Which brings us to the follow up mini. Greg Rucka, who made Montoya his “pet character” in Gotham Central and (presumably) was the architect of her story in 52 wrote this mini, with a rotating group of artists for each issue: Tom Mandrake, Jesus Saiz, Matthew Clark, and Manuel Garcia provide the pencils for each issue, respectively. Each issue is about a different lesson in the Crime Bible (Deceit, Lust, Greed, Murder, and the Parable of the Faceless), and the first page is meant to be an excerpt from the book done up in Biblical style by old Rucka collaborator Steve Lieber and Eric Trautman.
The Crime Bible, and the Religion of Crime that sprung up around it, is an idea introduced in 52 and one that was an integral part of Montoya’s story, so it makes sense that Rucka would pick up the plot thread and run with it. The fact that he ties Montoya’s character to it so completely by the end of the series may be pushing it, I think, but it’s a pretty interesting cliffhanger and sets up a direction for her to pick up in future stories. The art in each story isn’t spectacular, but it fits the mood of the story in each case. I was particularly impressed with the combination of Olmos’s art and Santi Arcas’s coloring in the fourth issue.
The draw here for me, though, is Montoya’s story. She’s pretty confident in her role as the Question here, and is if nothing else she’s not the massive pit of self loathing she was for a lot of 52, but her obsession with the Crime Bible fits in the her tendency for addiction and self destruction during those darker days. Her relationship with everyone’s favorite lipstick lesbian member of the Bat Family, which is spotlighted in the third issue, helps illustrate that she doesn’t quite have it all together.
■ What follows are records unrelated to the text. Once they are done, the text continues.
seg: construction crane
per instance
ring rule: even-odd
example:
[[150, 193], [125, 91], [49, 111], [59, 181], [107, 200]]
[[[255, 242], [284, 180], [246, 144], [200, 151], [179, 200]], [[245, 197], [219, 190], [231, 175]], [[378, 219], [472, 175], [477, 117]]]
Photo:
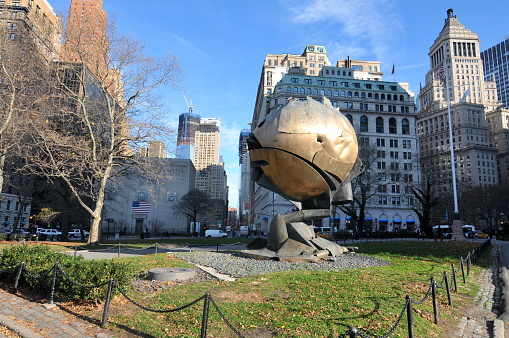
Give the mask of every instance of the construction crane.
[[189, 108], [189, 113], [192, 113], [194, 110], [193, 98], [192, 97], [189, 98], [189, 101], [191, 102], [191, 104], [189, 104], [189, 102], [187, 102], [186, 94], [184, 93], [184, 100], [186, 100], [187, 107]]

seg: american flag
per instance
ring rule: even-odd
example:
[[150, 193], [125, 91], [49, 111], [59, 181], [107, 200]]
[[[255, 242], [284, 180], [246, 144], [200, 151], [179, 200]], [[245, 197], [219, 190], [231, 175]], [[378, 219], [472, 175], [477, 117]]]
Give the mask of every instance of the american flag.
[[134, 201], [131, 208], [133, 214], [150, 213], [150, 202]]
[[285, 62], [288, 61], [288, 54], [283, 58], [283, 61], [281, 61], [281, 66], [285, 64]]

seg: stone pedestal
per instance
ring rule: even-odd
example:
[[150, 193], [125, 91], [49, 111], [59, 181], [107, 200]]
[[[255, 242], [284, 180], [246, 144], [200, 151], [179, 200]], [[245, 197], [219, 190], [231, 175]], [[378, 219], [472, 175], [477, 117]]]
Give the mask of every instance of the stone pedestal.
[[467, 239], [463, 235], [463, 221], [455, 219], [452, 221], [452, 237], [451, 241], [466, 241]]

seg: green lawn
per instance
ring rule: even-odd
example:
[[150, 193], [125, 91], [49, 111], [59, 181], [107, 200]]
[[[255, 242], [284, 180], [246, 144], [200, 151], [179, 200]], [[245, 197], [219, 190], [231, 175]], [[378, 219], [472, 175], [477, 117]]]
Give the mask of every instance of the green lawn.
[[[145, 306], [172, 309], [210, 292], [231, 325], [245, 337], [337, 337], [350, 326], [363, 328], [370, 335], [384, 335], [402, 312], [406, 295], [421, 300], [429, 288], [430, 278], [440, 282], [444, 271], [450, 274], [451, 264], [459, 270], [459, 258], [466, 257], [478, 243], [395, 241], [355, 245], [359, 253], [391, 264], [334, 272], [277, 272], [240, 278], [236, 282], [177, 284], [164, 291], [131, 293]], [[136, 262], [140, 270], [189, 266], [165, 254], [128, 260]], [[414, 305], [415, 337], [443, 337], [446, 325], [456, 327], [461, 318], [460, 309], [473, 302], [481, 269], [474, 267], [467, 284], [461, 283], [458, 276], [459, 292], [453, 293], [454, 308], [447, 304], [445, 289], [438, 289], [440, 325], [433, 324], [431, 298], [423, 305]], [[154, 337], [197, 337], [202, 312], [202, 301], [163, 314], [141, 310], [118, 295], [110, 307], [108, 328], [129, 328]], [[88, 315], [100, 320], [102, 307], [90, 310]], [[207, 337], [236, 336], [213, 306], [208, 323]], [[391, 337], [407, 337], [406, 314]]]

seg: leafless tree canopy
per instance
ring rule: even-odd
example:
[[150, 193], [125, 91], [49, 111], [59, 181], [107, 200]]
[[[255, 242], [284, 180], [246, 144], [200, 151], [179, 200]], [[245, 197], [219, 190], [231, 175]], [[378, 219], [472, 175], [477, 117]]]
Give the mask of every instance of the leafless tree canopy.
[[86, 39], [75, 39], [72, 59], [47, 64], [49, 76], [38, 79], [44, 102], [25, 120], [29, 141], [19, 149], [25, 172], [62, 180], [87, 210], [90, 243], [100, 241], [108, 180], [129, 168], [143, 174], [149, 161], [134, 156], [139, 148], [174, 134], [159, 94], [181, 76], [174, 56], [147, 56], [140, 42], [112, 24], [106, 32], [93, 49], [84, 48]]

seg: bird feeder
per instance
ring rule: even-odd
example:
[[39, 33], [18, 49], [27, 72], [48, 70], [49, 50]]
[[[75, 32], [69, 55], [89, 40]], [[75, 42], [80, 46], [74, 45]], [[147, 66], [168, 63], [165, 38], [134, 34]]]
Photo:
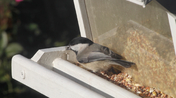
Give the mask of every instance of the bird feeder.
[[12, 77], [50, 98], [139, 98], [74, 65], [75, 54], [65, 49], [41, 49], [31, 59], [15, 55]]
[[[135, 81], [176, 97], [176, 16], [155, 0], [74, 0], [81, 36], [107, 46], [137, 69]], [[147, 5], [146, 5], [147, 4]], [[12, 77], [51, 98], [140, 98], [74, 64], [66, 47], [15, 55]]]
[[[143, 7], [143, 1], [150, 2]], [[125, 70], [134, 81], [176, 97], [175, 4], [173, 0], [79, 0], [82, 14], [77, 16], [82, 36], [136, 63], [137, 71]]]

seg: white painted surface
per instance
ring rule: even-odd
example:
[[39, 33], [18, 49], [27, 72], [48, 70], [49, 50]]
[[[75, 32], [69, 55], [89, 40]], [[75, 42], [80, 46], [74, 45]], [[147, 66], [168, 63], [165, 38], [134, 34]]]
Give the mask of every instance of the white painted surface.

It makes her an interesting character, which is why I want to see more of her story.
It’s not a poppy, happy superhero comic. That’s not Rucka’s forte, and it doesn’t fit the character, so if that’s what you’re looking for, this won’t be for you. He’s similar to Ed Brubaker (his old Gotham Central writing partner) in that he writes superhero comics in the same way he does crime fiction and espionage. It helps to have read 52, obviously, although I think a new reader would be able to follow the story, if not get every reference to what came before. I tend to think accessibility doesn’t necessarily mean holding new readers hands through everything, but that’s me. I found it to be a good continuation of Montoya’s story, but I can’t recommend it as a self contained series because, like seemingly everything in the DCU, it’s all part of a monolithic tapestry. But it overcame a crushingly large title to become a compelling read for anyone who enjoyed Montoya’s journey and want to see her adventures wearing the blank mask. And hey, there’s girls making out, so if you were looking for another adventure comic with lesbian sex after the recent issue of Buffy, then there’s that to reccomened it, too.